Personal information
- Full name: Richard John Davies
- Born: 11 February 1954 (age 72) Birmingham, Warwickshire, England
- Batting: Right-handed
- Bowling: Right-arm medium

Domestic team information
- 1976: Warwickshire
- 1979: Berkshire

Career statistics
| Competition | FC | LA |
| Matches | 1 | 1 |
| Runs scored | 18 | 7 |
| Batting average | 9.00 | 7.00 |
| 100s/50s | –/– | –/– |
| Top score | 18 | 7 |
| Balls bowled | – | – |
| Wickets | – | – |
| Bowling average | – | – |
| 5 wickets in innings | – | – |
| 10 wickets in match | – | – |
| Best bowling | – | – |
| Catches/stumpings | 1/– | 1/– |
- Source: Cricinfo, 21 September 2010

= Richard Davies (cricketer) =

English cricketer

Richard John Davies (born 11 February 1954) is a former English cricketer. Davies was a right-handed batsman who bowled right-arm medium pace. He was born at Birmingham, Warwickshire.
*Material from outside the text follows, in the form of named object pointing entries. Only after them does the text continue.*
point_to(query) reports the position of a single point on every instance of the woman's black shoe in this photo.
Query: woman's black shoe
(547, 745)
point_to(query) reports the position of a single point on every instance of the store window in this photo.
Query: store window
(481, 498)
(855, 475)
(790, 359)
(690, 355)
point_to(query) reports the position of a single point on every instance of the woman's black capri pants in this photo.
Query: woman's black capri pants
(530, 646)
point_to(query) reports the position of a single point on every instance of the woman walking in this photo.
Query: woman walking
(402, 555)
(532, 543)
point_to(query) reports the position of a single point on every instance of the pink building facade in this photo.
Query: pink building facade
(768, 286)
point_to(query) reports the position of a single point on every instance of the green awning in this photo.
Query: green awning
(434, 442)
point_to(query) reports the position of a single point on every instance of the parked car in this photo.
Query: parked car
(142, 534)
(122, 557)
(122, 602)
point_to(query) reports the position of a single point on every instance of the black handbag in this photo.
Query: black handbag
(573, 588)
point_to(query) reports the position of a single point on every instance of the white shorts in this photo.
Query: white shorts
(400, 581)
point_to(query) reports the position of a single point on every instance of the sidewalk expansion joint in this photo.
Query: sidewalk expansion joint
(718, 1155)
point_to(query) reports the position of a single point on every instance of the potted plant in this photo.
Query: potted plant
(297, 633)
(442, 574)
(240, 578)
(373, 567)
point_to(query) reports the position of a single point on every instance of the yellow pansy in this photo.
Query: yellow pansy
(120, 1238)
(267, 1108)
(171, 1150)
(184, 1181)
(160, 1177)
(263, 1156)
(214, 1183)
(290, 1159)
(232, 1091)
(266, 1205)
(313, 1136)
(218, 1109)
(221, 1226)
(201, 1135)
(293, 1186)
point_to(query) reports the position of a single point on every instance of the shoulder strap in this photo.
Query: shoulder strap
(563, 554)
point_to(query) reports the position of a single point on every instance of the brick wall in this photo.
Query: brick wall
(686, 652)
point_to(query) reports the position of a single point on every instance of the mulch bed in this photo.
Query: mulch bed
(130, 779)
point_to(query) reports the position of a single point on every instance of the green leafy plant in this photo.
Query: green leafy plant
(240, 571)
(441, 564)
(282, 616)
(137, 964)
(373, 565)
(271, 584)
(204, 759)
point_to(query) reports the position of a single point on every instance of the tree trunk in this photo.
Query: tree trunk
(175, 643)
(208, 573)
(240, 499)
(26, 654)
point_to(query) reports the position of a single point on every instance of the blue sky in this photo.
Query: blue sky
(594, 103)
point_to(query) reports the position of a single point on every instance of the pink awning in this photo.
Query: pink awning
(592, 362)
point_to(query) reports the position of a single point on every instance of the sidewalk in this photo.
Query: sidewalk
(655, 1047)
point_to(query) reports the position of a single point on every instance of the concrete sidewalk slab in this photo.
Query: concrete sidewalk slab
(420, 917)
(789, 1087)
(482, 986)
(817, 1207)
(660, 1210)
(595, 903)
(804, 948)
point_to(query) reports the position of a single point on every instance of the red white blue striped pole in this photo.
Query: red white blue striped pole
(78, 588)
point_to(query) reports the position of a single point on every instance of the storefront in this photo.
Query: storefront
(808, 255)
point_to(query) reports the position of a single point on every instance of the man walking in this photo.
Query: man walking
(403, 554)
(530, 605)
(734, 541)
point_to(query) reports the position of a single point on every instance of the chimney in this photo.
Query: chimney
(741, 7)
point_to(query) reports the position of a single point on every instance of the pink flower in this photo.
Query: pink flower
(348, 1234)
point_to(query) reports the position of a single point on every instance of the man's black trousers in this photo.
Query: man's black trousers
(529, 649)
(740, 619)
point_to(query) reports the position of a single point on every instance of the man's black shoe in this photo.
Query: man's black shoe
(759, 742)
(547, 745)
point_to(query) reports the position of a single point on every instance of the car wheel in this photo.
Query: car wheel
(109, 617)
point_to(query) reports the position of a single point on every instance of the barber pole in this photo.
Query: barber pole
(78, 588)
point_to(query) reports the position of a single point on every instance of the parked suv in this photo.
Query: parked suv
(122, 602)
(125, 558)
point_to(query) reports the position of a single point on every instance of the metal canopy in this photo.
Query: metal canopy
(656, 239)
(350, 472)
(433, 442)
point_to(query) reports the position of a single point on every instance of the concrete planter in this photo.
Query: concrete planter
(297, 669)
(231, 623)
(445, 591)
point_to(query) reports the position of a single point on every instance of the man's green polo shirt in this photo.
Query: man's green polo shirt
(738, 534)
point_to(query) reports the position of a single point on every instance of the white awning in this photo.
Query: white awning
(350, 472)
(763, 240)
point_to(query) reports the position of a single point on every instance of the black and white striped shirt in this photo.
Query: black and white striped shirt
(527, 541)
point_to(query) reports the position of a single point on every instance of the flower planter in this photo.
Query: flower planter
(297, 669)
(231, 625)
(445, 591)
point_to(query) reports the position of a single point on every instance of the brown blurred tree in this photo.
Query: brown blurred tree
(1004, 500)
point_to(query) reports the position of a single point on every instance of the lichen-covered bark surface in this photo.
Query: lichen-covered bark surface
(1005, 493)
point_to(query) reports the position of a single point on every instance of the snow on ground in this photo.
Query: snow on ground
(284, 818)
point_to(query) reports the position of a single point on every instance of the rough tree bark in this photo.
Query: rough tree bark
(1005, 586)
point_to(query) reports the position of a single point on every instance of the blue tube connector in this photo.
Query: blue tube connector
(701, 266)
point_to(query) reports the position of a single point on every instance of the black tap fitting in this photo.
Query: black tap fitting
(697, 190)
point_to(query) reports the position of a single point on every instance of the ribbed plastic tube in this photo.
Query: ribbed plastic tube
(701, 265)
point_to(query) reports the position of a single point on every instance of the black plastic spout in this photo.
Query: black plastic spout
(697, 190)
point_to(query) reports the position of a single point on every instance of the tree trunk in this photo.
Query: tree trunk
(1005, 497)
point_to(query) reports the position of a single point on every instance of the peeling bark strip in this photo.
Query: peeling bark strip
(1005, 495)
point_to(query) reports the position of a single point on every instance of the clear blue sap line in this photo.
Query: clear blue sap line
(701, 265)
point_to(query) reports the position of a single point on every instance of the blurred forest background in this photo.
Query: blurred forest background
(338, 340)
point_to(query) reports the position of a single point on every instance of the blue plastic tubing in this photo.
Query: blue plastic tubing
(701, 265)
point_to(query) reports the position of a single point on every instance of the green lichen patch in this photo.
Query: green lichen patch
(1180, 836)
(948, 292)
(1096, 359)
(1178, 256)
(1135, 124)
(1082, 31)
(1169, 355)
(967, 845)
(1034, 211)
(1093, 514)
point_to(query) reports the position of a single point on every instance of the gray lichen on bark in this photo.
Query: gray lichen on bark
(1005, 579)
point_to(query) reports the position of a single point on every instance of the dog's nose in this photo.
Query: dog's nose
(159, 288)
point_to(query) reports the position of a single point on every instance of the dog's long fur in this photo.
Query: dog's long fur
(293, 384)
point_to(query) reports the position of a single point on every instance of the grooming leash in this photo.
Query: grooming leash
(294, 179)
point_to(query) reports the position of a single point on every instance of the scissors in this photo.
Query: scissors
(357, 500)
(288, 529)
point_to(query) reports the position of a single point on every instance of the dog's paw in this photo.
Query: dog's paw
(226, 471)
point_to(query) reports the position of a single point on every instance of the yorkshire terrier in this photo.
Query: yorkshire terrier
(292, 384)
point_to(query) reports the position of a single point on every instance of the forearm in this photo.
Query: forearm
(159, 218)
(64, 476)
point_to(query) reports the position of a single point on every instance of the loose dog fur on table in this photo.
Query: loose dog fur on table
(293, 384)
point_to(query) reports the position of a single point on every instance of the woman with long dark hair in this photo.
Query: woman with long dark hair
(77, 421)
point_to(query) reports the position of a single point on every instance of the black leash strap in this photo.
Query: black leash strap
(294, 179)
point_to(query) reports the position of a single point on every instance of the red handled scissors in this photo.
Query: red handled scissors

Davies played a single first-class match for Warwickshire in 1976 against Oxford University, in what was his only appearance for Warwickshire.

Davies made his Minor Counties Championship debut for Berkshire in 1979 against Buckinghamshire. During 1979, he represented the county in 6 Minor Counties Championship matches, the last of which came against Wiltshire.

Additionally, he also played a single List-A match for Berkshire in the 1979 Gillette Cup against Durham at Green Lane Cricket Ground, Durham.